The holistic approach makes for a joyful writing life. You aren’t trying to hit goals set by the market, or other people’s judgements. You’re open to experiment because the goal is self-discovery, and every new discovery involves an element of adventure.

That’s how I view my writing life –  I’m a proper writer simply by virtue of the fact that I write, as are all the people who gather round my table for writing workshops.

How about you? Are you a proper writer, and if not, what would make you feel as if you were?

Does every writer have a dream book?

An early version was called 'The pink jacket'
An early version of my dream book was called 'The Pink Jacket'

When I came to writing after my last child started school, I experienced a sense of homecoming, as if this was the thing I had been born to do.

My first goal was to be a jobbing writer, someone who could turn their hand to anything, and I found the ideal place to learn that in educational writing, because there the brand was the publisher rather than the author, which meant I was free to try my hand at lots of different kinds of writing, both fiction and non fiction.

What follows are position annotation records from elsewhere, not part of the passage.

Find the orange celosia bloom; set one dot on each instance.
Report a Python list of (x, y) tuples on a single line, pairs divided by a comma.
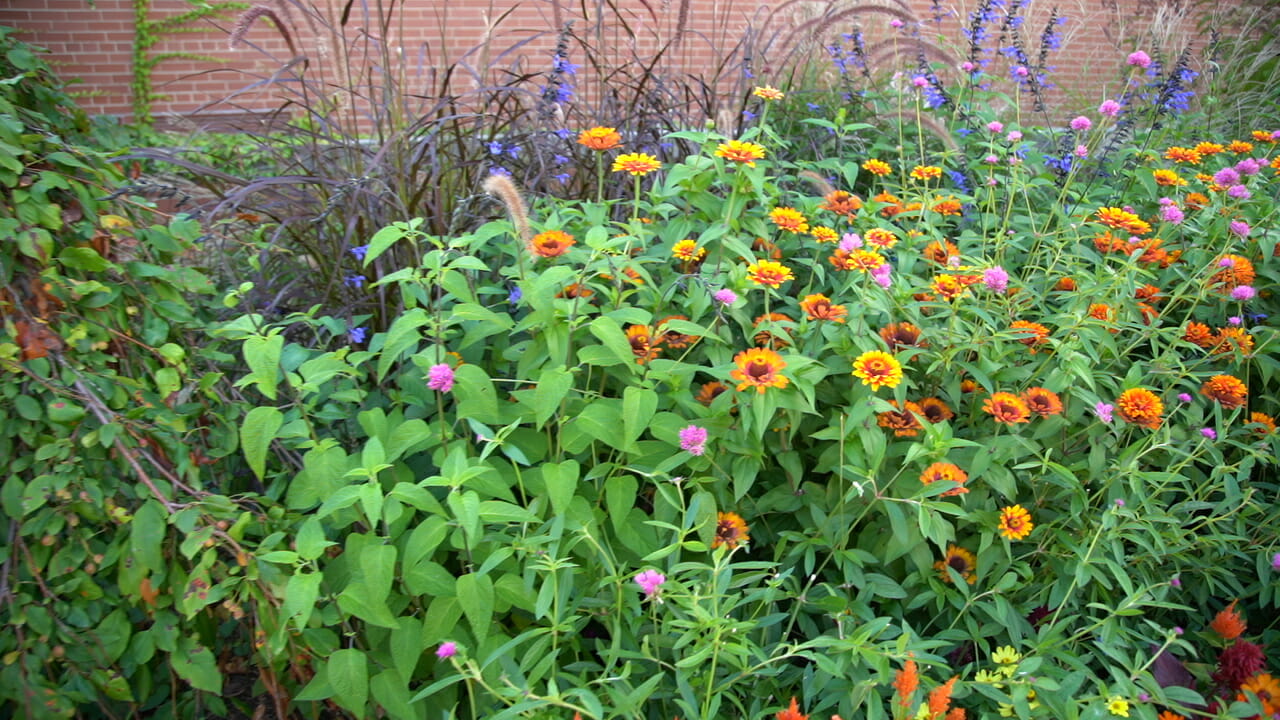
[(759, 368), (901, 335), (1183, 155), (841, 203), (946, 472), (1229, 624), (926, 172), (1015, 523), (1043, 402), (1032, 335), (1123, 219), (1006, 408), (767, 272), (877, 167), (768, 337), (878, 369), (641, 343), (1226, 390), (881, 238), (551, 244), (824, 235), (739, 151), (904, 422), (1141, 406), (600, 139), (905, 682), (935, 410), (940, 698), (730, 531), (819, 308), (960, 560), (636, 163)]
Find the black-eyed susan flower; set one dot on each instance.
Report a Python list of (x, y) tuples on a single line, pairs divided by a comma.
[(768, 273), (878, 369), (1006, 408), (636, 163), (731, 531), (739, 151), (960, 560), (1015, 522), (759, 368)]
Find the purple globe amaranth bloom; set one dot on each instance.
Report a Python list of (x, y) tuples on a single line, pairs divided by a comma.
[(693, 440), (996, 279), (439, 377), (650, 582)]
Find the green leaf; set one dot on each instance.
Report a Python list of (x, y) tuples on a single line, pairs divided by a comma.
[(475, 593), (257, 431), (347, 673)]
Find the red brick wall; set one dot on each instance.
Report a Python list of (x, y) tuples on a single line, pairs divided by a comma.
[(94, 44)]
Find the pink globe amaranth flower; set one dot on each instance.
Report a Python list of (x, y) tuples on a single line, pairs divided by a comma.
[(650, 580), (693, 440), (1243, 292), (996, 279), (1104, 411), (725, 296), (439, 377)]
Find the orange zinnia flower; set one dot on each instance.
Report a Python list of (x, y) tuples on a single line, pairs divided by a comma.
[(1006, 408), (636, 163), (1141, 406), (759, 368), (946, 472), (767, 272), (1229, 624), (1226, 390), (905, 422), (878, 369), (739, 151), (819, 308), (551, 244), (731, 531), (600, 139), (1015, 522), (1042, 401), (789, 219)]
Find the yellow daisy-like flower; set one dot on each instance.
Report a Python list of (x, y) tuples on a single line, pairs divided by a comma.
[(1015, 522), (926, 172), (789, 219), (636, 164), (739, 151), (877, 167), (767, 272), (766, 92), (878, 369)]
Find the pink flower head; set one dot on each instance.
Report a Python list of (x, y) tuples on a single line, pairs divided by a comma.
[(996, 279), (650, 580), (439, 377), (693, 440)]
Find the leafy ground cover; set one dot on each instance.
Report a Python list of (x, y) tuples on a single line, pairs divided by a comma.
[(965, 414)]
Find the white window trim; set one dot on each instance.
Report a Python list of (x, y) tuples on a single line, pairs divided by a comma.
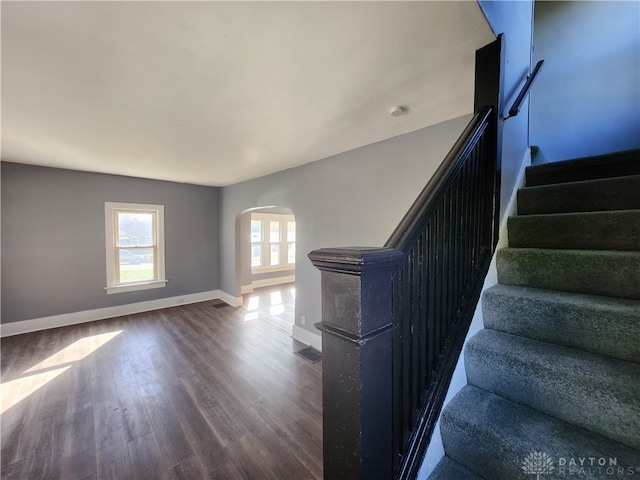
[(283, 218), (110, 238)]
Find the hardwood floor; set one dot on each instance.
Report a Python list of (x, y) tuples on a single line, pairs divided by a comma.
[(187, 392)]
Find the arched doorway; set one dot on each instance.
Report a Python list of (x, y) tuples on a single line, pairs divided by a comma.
[(265, 250)]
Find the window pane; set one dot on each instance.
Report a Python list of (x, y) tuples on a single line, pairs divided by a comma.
[(256, 255), (274, 231), (137, 265), (291, 231), (256, 230), (291, 253), (275, 254), (135, 229)]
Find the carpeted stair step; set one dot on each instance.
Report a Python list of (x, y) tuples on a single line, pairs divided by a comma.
[(594, 392), (599, 166), (448, 469), (602, 325), (593, 272), (492, 437), (612, 230), (619, 193)]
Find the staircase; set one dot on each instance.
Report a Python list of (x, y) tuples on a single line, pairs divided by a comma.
[(554, 378)]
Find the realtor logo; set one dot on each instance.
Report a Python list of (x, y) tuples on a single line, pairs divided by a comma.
[(537, 463)]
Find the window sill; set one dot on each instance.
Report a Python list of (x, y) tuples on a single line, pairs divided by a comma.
[(134, 287)]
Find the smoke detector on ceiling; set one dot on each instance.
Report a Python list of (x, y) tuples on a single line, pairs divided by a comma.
[(399, 110)]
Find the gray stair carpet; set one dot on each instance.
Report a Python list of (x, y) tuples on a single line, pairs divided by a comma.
[(554, 377)]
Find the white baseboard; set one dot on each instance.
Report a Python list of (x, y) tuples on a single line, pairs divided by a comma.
[(307, 337), (66, 319), (230, 299)]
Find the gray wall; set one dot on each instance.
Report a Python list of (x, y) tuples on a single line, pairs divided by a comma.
[(514, 19), (53, 239), (355, 198), (587, 99)]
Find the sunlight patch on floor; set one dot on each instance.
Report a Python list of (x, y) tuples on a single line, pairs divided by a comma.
[(14, 391)]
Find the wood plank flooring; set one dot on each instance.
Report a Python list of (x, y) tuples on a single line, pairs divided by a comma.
[(190, 392)]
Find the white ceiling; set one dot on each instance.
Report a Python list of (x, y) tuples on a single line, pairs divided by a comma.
[(214, 93)]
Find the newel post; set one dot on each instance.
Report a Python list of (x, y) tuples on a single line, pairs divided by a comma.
[(357, 333)]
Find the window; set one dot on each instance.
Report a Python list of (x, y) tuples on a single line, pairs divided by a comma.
[(135, 246), (273, 242)]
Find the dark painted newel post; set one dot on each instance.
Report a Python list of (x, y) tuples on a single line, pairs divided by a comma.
[(357, 337)]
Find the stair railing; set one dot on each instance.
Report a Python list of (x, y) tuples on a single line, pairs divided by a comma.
[(517, 103), (394, 318)]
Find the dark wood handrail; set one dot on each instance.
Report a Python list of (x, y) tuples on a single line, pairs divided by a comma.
[(515, 108), (447, 238), (394, 318)]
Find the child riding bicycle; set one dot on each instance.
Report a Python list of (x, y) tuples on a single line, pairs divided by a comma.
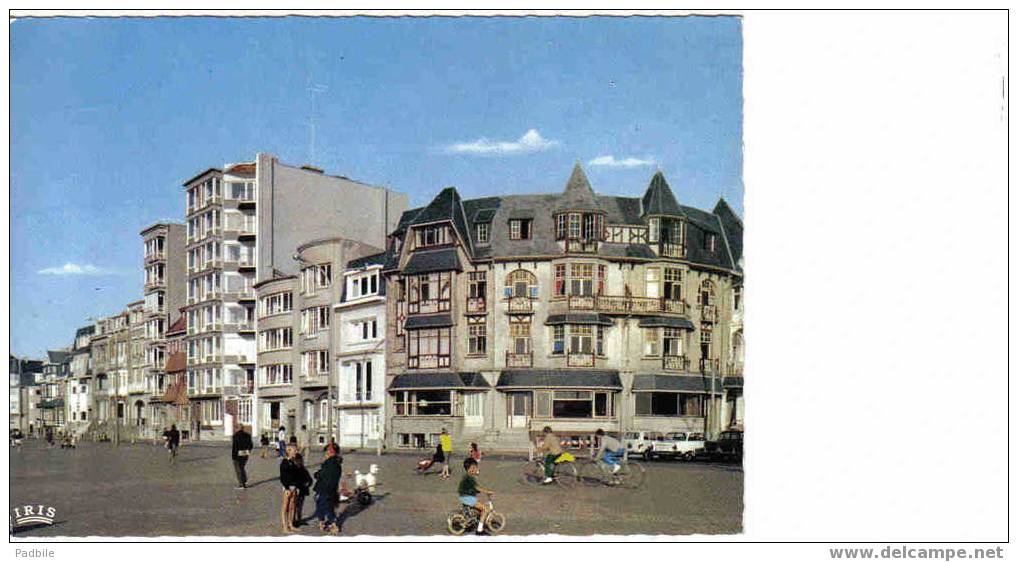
[(468, 490)]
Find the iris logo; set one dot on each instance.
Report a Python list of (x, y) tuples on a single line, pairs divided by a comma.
[(33, 515)]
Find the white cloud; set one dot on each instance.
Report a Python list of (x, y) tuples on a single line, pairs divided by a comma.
[(74, 269), (610, 162), (529, 143)]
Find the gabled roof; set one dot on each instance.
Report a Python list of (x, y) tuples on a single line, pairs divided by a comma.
[(733, 227), (659, 199), (578, 193), (447, 206)]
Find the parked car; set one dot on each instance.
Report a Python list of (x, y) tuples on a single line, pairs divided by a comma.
[(640, 443), (727, 446), (682, 445)]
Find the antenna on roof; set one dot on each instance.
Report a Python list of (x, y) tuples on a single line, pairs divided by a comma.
[(313, 89)]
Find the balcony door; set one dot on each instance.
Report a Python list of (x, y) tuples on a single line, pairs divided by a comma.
[(518, 409)]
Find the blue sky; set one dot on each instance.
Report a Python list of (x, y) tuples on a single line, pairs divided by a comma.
[(109, 116)]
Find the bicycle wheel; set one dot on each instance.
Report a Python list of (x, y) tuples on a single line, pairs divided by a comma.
[(532, 472), (566, 474), (591, 474), (632, 475), (457, 523), (496, 522)]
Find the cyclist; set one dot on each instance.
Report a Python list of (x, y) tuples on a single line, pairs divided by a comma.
[(552, 448), (610, 450), (468, 489)]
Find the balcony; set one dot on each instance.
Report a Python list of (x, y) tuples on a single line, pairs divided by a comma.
[(672, 250), (519, 360), (428, 361), (519, 304), (675, 362), (315, 380), (579, 359), (476, 304), (626, 304)]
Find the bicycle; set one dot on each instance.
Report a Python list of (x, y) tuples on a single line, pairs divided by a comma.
[(564, 473), (598, 472), (467, 517)]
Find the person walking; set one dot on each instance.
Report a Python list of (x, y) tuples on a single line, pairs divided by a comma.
[(446, 442), (172, 437), (288, 476), (242, 446), (327, 490), (281, 441)]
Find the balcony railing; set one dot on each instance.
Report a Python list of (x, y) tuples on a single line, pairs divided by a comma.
[(431, 305), (476, 304), (672, 250), (675, 362), (428, 361), (518, 304), (315, 379), (579, 359), (519, 359), (626, 304)]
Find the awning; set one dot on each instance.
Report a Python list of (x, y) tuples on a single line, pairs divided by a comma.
[(430, 321), (559, 379), (666, 322), (433, 261), (733, 382), (51, 403), (579, 318), (442, 380), (673, 383)]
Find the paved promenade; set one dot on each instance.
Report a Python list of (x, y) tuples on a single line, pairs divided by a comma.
[(133, 491)]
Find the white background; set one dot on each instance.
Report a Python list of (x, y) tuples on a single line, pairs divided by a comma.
[(877, 301)]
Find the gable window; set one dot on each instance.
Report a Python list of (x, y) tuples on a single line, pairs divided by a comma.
[(433, 235), (519, 229), (521, 284), (476, 336)]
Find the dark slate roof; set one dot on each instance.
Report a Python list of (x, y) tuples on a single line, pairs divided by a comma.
[(441, 380), (430, 321), (579, 318), (733, 382), (373, 260), (559, 379), (673, 383), (666, 322), (58, 355), (447, 206), (578, 193), (733, 227), (433, 260), (659, 199)]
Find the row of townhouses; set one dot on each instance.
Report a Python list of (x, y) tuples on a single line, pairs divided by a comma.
[(289, 297)]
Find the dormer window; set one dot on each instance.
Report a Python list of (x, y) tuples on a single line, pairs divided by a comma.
[(433, 235), (519, 229)]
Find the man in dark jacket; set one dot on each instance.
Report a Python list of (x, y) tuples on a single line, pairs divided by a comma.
[(242, 446), (327, 490)]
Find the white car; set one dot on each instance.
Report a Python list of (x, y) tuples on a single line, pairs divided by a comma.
[(641, 443), (677, 445)]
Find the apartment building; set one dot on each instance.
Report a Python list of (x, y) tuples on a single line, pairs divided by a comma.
[(164, 260), (296, 342), (571, 310), (359, 353), (78, 392), (244, 223), (24, 393)]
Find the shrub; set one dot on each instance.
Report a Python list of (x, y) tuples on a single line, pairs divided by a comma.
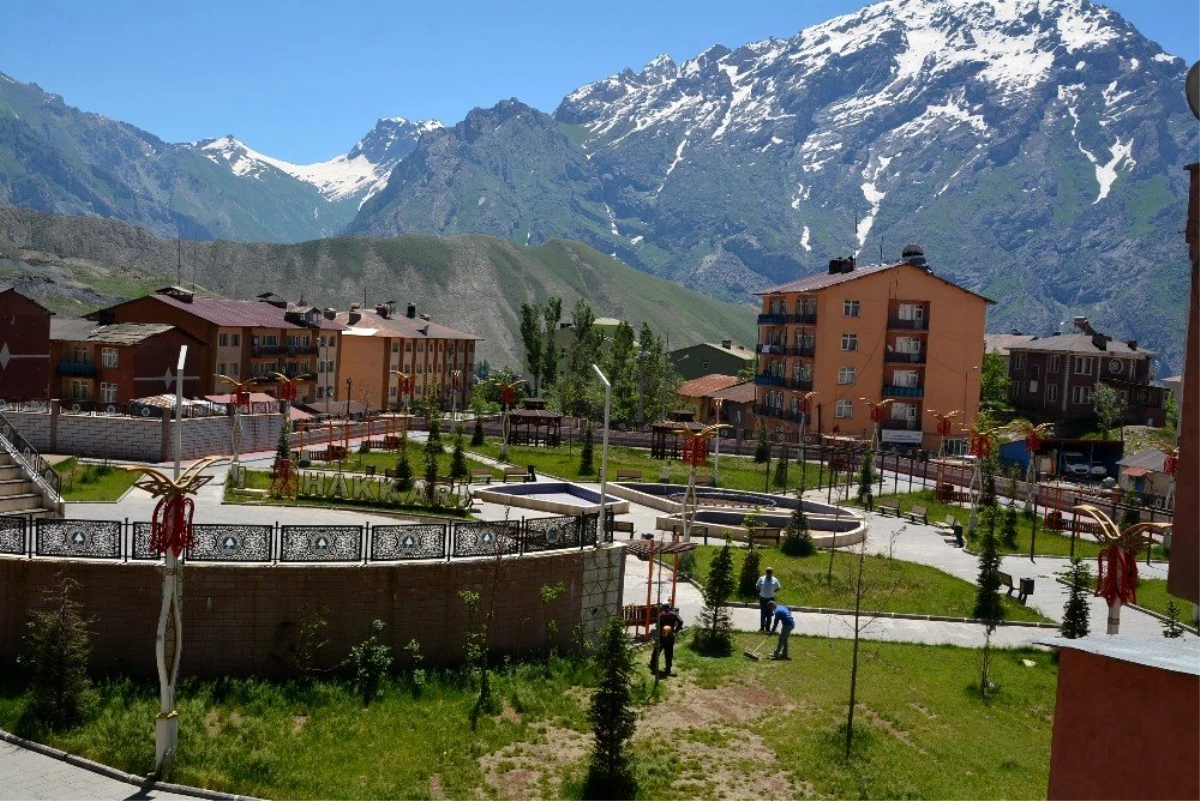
[(371, 660), (57, 649)]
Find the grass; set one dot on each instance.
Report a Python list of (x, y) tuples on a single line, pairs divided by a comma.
[(563, 462), (723, 728), (93, 482), (895, 585)]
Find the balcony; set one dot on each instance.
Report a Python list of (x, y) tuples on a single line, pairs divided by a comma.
[(897, 324), (905, 359), (891, 391), (76, 368)]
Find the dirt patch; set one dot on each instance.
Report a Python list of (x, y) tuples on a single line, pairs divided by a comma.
[(516, 771)]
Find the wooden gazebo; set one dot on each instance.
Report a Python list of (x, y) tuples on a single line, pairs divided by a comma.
[(535, 425), (667, 443)]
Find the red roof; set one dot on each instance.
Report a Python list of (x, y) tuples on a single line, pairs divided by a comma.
[(706, 385)]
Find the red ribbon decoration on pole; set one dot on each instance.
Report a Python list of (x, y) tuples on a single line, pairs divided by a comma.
[(171, 528), (1117, 576)]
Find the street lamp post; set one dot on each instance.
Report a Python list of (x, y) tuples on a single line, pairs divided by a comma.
[(604, 451)]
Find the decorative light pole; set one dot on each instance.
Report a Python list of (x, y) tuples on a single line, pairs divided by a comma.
[(240, 392), (1116, 580), (604, 452)]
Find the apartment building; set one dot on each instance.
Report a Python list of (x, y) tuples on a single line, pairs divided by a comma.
[(117, 363), (378, 344), (246, 339), (24, 347), (861, 335), (1055, 377)]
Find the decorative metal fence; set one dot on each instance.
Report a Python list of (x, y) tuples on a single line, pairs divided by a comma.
[(271, 544)]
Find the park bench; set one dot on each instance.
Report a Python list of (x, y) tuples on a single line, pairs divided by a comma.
[(761, 535), (1024, 588)]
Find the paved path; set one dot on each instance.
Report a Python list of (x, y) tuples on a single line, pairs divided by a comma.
[(30, 776)]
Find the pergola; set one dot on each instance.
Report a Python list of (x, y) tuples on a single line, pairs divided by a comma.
[(535, 425)]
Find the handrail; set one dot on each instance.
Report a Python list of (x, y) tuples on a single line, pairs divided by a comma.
[(36, 465)]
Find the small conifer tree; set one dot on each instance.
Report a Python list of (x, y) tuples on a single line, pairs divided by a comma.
[(613, 720), (586, 453), (1074, 613)]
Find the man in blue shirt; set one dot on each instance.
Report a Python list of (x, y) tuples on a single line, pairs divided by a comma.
[(781, 616)]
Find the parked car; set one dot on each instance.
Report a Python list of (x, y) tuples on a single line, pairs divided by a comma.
[(1075, 465)]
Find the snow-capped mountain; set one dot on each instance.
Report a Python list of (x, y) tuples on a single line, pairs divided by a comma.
[(354, 175), (1031, 145)]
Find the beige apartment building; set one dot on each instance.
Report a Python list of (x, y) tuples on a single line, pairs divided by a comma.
[(857, 336)]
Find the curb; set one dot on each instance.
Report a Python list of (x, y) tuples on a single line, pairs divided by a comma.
[(120, 776)]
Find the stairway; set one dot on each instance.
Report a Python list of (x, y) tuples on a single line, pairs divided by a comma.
[(18, 495)]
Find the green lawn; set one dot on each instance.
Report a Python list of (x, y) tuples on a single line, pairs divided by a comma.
[(720, 729), (93, 482), (737, 473), (1049, 543), (895, 585)]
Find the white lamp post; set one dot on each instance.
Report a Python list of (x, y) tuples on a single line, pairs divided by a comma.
[(604, 451)]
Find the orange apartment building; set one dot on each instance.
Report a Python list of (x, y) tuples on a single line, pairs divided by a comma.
[(246, 339), (377, 344), (857, 336)]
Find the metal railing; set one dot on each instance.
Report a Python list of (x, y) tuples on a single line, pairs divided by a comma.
[(35, 463), (285, 543)]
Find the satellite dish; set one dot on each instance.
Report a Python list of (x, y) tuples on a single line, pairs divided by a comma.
[(1194, 89)]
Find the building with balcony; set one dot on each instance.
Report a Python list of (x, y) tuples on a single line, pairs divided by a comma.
[(377, 344), (117, 363), (1055, 377), (24, 347), (250, 341), (859, 335)]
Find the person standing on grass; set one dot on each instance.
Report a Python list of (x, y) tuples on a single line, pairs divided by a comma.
[(781, 616), (670, 622), (767, 586)]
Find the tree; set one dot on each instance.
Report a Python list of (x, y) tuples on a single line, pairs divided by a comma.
[(994, 381), (57, 650), (867, 477), (1108, 405), (551, 315), (715, 634), (988, 606), (613, 721), (1008, 531), (371, 661), (1075, 613), (532, 339), (459, 470), (586, 453)]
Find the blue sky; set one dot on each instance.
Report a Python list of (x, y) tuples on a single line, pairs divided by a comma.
[(303, 79)]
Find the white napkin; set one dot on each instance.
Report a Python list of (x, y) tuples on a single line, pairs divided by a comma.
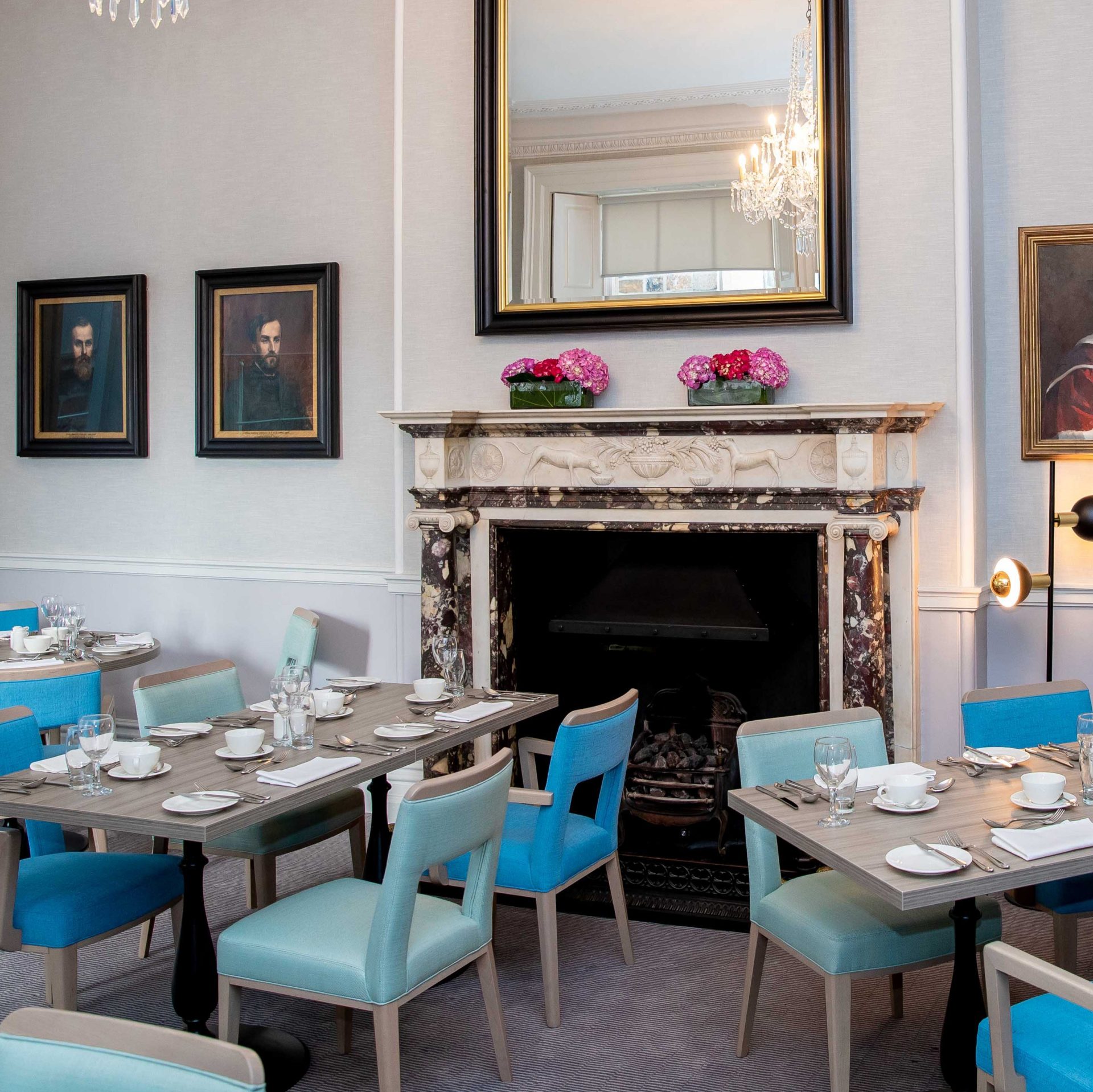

The two or three years I spent writing full-time for various educational publishers felt like a brilliant apprenticeship, and I carried the things I had learnt there into the next stage of my writing career, moving back into the high street as a children’s self-help author.

My 8 children’s self-help books were a mix of stories, jokes, quizzes, activities and ideas. They have all received 5-star reviews and enthusiastic reader-feedback. However, I soon learnt that earning your living from non fiction was even harder than from fiction.

So I wrote two children’s fiction series, the 6-book ‘Car-mad Jack’ and my new series, ‘By Peony Pinker.’ I feel very lucky to have had such a long, happy and varied writing career.

But underneath it all, from way back before I was ever published, I’ve always known I wanted to write an adult book about dreams, and for a couple of months in every year, before the latest advance runs out, I have returned to this labour-of-love book, experimenting with it at different times as a novel, workbook, memoir and non-fiction.

This year, I decided to finally put everything else on hold, and actually commit to finishing my dream book. I am experiencing even more of a sense of homecoming than when I first began to write. Not only, ‘Writing is what I was born to do,’ but also, ‘This is the book I was born to write.’

I wonder, does every author have a dream book – the special one they feel they were born to write?